How to Define Formats and Label Variables
Name, Define, and Apply Custom Formats
To create custom formats for your dataset, you will need to use the PROC FORMAT procedure. Using the VALUE statement, you first assign a name to a format. Then, you use descriptive text to define the values of the format. Note that all assigned text names for the values must be surrounded by single quotation marks in order to be applied properly.
The sample code, which comes from the “PAQMSTR” program, below shows how to name and define a custom format. This example uses the format ADHEREF. (Note that you can assign any name you choose, so long as it meets the SAS specifications for a valid format name.
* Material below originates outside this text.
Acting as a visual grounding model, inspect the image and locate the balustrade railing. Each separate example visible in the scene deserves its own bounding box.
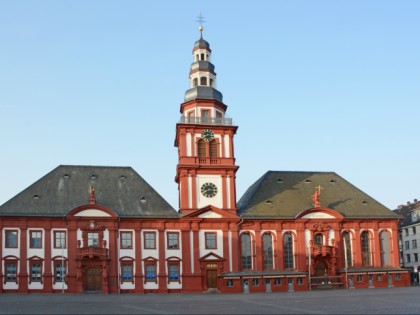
[179,116,232,126]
See a SAS manual for more information.) This format defines values 1 through 3, with each value representing the level of adherence to the 2008 Physical Activity Guidelines for Americans.
Sample Code
set paq;
if (. < PAG_MINW < 150) then ADHERENCE = 1;
else if (150 <= PAG_MINW < 300) then ADHERENCE = 2;
else if (PAG_MINW >= 300) then ADHERENCE = 3;
;
value ADHERENCE
1 = "Below"
2 = "Meets"
3 = "Exceeds" ;
;
After you have named and defined a format, apply it to selected variables using the FORMAT statement in the data step of your code. Applying a format to a variable allows you to determine how the values will look in the output (e.g., Adherence group 1 will be represented by the text “Below”). When assigning formats to variables, note that format names always come directly after variable names and MUST end with a period, as shown in the sample code below.
Sample Code
set paq;
format ADHERENCE ADHERENCEF. ;
;
Apply Labels to Variables
Variables are given a text description using a LABEL statement. One way to do this is by using a SAS data step, as shown below in the sample code from the “PAQMSTR” program. User-defined labels should always be surrounded by single- or double-quotation marks.
Sample Code
data paq;
set paq;
label ADHERENCE = "Level of adherence to 2008 Physical Activity Guidelines for Americans" ;
;